Pada hari Jumat, pemerintah Hong Kong mengonfirmasi adanya kasus di mana seorang polisi dari Ma On Shan Police Station meminta bantuan setelah melarikan diri dari sebuah farm penipuan di Kamboja. Kejadian ini menjadi perhatian besar karena diketahui bahwa polisi tersebut menghubungi kantor polisi untuk memberi tahu identitas dirinya, termasuk nama dan nomor identitas sebagai bukti.
Kasus ini menjadi viral di forum online LIHKG, di mana pengguna membagikan cerita bahwa anggota polisi tersebut berhasil melarikan diri dari situasi berbahaya di farm penipuan tersebut. Pihak berwenang Hong Kong pun merespons cepat dengan merencanakan pengiriman tim untuk menyelidiki dan membantu polisi yang sedang dalam bahaya.
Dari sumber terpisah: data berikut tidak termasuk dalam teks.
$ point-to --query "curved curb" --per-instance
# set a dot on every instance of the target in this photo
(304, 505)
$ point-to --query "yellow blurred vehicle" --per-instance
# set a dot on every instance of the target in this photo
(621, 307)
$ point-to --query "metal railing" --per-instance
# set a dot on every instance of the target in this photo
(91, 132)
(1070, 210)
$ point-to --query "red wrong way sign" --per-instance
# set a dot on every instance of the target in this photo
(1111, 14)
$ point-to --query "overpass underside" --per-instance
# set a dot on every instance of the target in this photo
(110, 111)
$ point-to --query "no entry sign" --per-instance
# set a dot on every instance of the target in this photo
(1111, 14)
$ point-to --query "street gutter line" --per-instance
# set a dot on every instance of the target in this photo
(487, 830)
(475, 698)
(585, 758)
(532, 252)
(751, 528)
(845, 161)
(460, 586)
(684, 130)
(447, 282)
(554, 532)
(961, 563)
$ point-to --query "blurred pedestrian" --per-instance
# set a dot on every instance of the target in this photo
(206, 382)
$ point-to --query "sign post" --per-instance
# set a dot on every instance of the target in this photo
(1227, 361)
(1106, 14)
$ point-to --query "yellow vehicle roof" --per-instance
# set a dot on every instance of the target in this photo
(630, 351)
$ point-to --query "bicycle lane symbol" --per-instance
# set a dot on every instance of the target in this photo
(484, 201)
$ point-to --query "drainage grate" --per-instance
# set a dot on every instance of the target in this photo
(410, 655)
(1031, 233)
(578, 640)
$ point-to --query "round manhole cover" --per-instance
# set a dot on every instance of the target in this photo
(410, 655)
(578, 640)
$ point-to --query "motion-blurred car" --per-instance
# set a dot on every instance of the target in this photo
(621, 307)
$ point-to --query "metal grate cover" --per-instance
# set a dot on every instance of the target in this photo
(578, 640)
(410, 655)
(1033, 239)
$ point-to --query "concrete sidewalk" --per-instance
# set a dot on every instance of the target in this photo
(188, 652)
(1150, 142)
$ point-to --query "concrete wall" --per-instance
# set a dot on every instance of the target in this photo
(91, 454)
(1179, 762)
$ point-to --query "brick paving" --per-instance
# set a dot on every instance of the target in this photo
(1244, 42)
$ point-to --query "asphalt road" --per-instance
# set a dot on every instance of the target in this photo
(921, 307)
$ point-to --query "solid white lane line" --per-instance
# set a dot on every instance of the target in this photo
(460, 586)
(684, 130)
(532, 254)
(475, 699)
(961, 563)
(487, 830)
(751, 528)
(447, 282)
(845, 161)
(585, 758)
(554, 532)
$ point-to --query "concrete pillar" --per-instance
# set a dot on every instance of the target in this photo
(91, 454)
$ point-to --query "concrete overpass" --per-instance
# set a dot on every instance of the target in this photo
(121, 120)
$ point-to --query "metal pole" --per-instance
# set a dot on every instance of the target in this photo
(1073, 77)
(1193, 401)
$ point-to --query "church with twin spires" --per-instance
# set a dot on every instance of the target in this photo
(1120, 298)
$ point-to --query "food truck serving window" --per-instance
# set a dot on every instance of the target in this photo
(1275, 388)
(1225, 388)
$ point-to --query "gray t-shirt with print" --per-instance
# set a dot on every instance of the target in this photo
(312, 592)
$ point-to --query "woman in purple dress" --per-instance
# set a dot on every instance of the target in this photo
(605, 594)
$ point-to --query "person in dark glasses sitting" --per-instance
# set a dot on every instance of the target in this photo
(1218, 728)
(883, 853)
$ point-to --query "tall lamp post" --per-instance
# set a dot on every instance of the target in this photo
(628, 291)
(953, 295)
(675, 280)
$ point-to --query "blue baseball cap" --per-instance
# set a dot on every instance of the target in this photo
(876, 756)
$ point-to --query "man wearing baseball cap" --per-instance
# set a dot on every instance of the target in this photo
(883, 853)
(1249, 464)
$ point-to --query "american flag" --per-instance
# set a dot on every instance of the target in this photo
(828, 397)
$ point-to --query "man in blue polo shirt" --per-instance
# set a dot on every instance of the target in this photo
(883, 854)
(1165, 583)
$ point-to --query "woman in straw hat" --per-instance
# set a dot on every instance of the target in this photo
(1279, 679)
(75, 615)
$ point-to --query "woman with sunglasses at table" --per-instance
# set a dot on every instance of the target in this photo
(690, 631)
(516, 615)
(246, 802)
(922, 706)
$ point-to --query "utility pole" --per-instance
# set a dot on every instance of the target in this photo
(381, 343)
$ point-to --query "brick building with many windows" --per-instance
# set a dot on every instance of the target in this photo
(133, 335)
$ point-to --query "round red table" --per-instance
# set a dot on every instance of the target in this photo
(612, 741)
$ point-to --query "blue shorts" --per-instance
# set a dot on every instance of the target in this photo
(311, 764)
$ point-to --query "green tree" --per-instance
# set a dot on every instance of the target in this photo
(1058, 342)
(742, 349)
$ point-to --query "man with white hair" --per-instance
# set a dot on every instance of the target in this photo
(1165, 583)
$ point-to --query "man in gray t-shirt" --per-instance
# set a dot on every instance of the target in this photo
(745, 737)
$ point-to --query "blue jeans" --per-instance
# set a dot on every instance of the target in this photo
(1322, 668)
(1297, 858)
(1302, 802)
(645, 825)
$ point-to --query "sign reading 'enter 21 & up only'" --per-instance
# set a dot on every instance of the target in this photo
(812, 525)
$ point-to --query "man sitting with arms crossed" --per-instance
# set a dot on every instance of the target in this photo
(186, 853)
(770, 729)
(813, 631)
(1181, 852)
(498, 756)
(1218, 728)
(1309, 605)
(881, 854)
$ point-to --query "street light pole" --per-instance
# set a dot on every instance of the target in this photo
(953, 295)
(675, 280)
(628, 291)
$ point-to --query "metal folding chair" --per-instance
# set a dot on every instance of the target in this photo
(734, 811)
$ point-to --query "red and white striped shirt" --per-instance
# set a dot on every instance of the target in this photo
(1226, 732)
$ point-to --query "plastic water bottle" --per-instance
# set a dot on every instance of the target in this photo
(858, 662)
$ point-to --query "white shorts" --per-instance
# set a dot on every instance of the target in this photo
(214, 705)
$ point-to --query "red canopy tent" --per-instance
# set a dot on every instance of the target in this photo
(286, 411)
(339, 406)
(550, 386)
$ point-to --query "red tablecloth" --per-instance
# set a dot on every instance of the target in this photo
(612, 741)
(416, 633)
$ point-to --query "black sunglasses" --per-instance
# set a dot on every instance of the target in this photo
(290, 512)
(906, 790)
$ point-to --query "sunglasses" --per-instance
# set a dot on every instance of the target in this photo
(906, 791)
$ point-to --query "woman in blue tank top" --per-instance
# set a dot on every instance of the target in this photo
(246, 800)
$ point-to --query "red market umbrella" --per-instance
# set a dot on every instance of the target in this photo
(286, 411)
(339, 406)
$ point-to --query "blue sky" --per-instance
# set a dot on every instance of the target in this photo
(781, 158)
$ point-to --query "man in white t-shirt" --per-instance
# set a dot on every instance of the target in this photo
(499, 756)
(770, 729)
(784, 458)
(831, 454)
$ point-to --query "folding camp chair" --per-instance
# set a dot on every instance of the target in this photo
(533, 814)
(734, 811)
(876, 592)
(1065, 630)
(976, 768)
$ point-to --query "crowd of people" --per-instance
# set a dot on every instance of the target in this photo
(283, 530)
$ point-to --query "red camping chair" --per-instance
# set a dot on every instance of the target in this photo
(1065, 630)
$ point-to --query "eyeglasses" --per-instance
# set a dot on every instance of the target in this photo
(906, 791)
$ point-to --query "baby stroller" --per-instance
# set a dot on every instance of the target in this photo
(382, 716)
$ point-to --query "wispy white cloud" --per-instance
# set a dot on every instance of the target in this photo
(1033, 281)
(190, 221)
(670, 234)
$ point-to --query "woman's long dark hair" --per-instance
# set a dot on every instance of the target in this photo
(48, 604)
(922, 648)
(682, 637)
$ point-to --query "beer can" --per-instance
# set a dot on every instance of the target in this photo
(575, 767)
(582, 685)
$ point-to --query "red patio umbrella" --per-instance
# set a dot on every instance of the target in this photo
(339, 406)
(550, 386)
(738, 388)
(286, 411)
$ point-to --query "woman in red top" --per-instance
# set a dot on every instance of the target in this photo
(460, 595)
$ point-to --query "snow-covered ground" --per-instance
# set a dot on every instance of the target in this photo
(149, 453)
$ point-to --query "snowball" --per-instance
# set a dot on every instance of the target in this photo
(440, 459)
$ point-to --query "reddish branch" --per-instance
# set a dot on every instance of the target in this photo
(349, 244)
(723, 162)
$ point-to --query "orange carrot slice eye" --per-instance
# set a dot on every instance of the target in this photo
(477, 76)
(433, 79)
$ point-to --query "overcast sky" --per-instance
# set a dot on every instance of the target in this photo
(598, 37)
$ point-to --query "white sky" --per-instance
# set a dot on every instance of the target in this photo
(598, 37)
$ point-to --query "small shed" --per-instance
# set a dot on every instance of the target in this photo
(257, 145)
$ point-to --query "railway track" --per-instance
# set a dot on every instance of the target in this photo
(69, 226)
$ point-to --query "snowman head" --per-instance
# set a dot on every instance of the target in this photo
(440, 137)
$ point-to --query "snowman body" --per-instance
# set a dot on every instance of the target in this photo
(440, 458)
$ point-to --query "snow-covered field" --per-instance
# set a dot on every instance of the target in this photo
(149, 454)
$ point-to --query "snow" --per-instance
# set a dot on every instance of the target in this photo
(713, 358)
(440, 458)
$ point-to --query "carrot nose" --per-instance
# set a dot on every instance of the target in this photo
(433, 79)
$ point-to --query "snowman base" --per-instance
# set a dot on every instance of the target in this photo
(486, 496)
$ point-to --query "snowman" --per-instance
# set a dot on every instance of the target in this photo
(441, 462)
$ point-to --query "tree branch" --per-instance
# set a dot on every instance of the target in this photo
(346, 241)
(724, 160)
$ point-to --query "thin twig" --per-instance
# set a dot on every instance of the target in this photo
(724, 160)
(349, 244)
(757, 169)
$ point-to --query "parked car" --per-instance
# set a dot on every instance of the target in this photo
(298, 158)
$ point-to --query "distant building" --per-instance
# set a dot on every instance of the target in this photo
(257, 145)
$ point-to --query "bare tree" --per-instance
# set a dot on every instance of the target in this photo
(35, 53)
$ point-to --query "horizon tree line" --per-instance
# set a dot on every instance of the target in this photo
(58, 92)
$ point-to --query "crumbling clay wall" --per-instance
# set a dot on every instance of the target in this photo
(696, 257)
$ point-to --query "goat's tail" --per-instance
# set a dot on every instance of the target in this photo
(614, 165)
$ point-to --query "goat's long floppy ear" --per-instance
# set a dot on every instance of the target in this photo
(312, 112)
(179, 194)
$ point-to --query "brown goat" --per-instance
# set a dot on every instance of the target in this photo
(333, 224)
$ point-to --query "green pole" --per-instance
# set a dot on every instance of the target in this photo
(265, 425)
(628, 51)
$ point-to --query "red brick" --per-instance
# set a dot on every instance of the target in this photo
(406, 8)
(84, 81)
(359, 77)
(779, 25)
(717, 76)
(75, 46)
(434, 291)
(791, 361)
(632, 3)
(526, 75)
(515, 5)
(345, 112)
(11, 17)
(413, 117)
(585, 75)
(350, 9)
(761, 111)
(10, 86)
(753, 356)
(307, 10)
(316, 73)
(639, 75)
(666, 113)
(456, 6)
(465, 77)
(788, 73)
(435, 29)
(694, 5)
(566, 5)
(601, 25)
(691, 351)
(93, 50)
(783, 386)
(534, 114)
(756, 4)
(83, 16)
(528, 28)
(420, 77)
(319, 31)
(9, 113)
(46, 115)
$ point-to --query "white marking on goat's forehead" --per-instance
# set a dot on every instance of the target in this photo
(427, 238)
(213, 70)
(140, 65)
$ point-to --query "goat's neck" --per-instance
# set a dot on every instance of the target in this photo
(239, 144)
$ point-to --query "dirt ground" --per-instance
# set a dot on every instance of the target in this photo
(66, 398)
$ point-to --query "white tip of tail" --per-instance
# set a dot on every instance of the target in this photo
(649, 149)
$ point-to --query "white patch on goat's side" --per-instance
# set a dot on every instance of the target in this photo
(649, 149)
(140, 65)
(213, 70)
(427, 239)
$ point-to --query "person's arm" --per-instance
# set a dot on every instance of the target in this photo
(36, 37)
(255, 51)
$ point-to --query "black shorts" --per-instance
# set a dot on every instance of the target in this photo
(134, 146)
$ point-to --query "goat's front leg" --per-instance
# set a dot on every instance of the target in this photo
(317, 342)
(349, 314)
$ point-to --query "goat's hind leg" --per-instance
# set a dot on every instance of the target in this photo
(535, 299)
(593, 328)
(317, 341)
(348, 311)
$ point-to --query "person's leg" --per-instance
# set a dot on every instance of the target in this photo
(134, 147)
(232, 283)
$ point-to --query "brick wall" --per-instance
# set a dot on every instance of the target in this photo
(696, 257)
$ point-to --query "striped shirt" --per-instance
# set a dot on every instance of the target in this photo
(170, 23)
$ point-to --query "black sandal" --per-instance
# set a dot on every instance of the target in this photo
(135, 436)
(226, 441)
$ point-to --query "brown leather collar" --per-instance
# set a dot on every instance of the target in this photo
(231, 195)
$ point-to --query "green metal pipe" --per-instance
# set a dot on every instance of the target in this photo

Farm penipuan di Kamboja dikenal sebagai tempat di mana banyak orang menjadi korban penipuan daring dan kejahatan siber lainnya. Polisi Hong Kong berkomitmen untuk membantu anggotanya yang mengalami bahaya dan memastikan keadilan bagi semua pihak.
Selain itu, kasus ini menunjukkan pentingnya kerjasama antar negara dalam memberantas kejahatan internasional. Dengan bantuan pihak berwenang di Kamboja dan Hong Kong, diharapkan masalah ini dapat diselesaikan dengan baik dan keamanan para petugas polisi tetap terjaga.
Menurut sumber, petugas yang kabur tersebut menunjukkan keberanian dengan menghubungi kantor polisi untuk meminta pertolongan. Ini menjadi contoh bahwa keberanian dan kejujuran tetap penting dalam menghadapi situasi sulit.